Air Bound A condition occurring when a centrifugal pump body is filled with air and a vacuum can no longer be formed allowing water to flow into the pump.
Atmospheric Losses Engine performance DECREASES with altitude. The higher the altitude, the less air there is available to support combustion. Maximum engine power DECREASES about 3.5% per 1000 feet of altitude.
Atmospheric Pressure At sea level, the atmosphere exerts a pressure of 14.7 psi all around us. If one end of a tube is placed in water and a perfect vacuum is applied to the other end, that 14.7 psi could hold a column of water 33.9 feet high. This is only obtainable at sea level and with a perfect vacuum. In reality, ALL centrifugal pumps can lift water no more than 26 feet at sea level. This drops off approximately 2 feet for each 1000 feet of altitude above sea level.
Capacity Capacity is the water handling capability of a pump commonly expressed as either gallons per minute (GPM) or gallons per hour (GPH).
Cavitation The sudden formation and collapse of low-pressure vapor (bubbles) across the vanes of the impeller. When the surface pressure on a liquid becomes low enough, the liquid will begin to boil (even at room temperature). With centrifugal pumps, cavitation can occur when the suction vacuum becomes to great enough to allow water vapor or bubbles to begin forming at the impeller. When this water vapor travels through the rapid pressure increase across the impeller, a large amount of energy is released which can cause impeller damage. Minimizing suction head and using the largest practical suction hose diameter will reduce the likelihood of cavitation. You should never use a suction hose with a diameter smaller than the pump’s suction port.
Centrifugal Force As the engine starts, the impeller turns which forces the water around it out of the pump's discharge port. The partial vacuum created, allows the earth's air pressure to force water up the suction hose and into the suction (inlet) side of the pump to replace the displaced water. When the water hits the rotating impeller, energy of the impeller is transferred to the water, forcing the water out (centrifugal force).
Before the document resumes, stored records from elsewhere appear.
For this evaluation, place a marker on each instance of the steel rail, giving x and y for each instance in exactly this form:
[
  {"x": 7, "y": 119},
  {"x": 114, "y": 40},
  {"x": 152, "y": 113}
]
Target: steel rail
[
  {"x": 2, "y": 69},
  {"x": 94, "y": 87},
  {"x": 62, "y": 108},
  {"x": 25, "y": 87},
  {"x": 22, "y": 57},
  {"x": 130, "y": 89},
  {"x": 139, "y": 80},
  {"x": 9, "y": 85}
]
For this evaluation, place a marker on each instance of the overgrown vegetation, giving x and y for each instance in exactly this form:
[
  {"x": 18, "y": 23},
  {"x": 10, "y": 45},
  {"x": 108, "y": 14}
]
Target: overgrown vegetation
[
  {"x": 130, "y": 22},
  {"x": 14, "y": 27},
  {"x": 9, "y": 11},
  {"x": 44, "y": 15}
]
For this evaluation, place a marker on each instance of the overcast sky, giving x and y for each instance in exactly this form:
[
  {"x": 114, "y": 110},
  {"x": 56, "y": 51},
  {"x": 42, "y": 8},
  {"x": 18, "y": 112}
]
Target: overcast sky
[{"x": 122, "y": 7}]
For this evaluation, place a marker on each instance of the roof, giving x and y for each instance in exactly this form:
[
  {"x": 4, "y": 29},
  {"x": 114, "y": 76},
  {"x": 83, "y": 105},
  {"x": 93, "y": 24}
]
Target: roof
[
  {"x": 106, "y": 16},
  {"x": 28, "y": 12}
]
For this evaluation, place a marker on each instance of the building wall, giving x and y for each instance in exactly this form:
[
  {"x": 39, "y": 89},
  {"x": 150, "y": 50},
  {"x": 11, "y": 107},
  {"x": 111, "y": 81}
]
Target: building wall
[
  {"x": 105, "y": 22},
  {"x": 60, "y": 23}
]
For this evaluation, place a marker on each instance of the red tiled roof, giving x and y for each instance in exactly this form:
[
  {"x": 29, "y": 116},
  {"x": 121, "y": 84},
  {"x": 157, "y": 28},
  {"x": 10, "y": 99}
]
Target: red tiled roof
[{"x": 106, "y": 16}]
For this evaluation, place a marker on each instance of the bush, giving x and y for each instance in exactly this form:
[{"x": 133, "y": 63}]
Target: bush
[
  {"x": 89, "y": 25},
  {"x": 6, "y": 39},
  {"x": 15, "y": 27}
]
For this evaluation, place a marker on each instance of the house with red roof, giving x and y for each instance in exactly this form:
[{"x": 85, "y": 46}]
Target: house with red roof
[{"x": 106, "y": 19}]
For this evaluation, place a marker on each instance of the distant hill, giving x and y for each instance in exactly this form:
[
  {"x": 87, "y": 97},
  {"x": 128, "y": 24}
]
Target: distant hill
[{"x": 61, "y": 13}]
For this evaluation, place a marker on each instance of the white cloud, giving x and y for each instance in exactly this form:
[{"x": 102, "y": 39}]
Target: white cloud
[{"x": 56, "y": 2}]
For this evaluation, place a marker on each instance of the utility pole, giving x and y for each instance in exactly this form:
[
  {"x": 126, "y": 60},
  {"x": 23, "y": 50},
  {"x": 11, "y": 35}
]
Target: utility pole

The water is displaced outward, and more water can now enter the suction side of the pump to replace the displaced water.
Cleanout Covers On trash pumps a removable cover that allows easy access to the interior of the pump casing for removal of any debris.
Dewatering The removal of unwanted water (clear or dirty) but free from hazardous materials.
Diffuser A staionary housing similar to a volute in which the impeller rotates. Compact in design, it enables the pump to produce higher heads/pressures.
Discharge Hose A collapsible hose used to move the water discharged from the pump.
Discharge Port Same as the outlet. The point where the discharge hose or pipe is connected to the pump.
Drain Plugs Removable plugs used to drain water from the pump during periods of inactivity.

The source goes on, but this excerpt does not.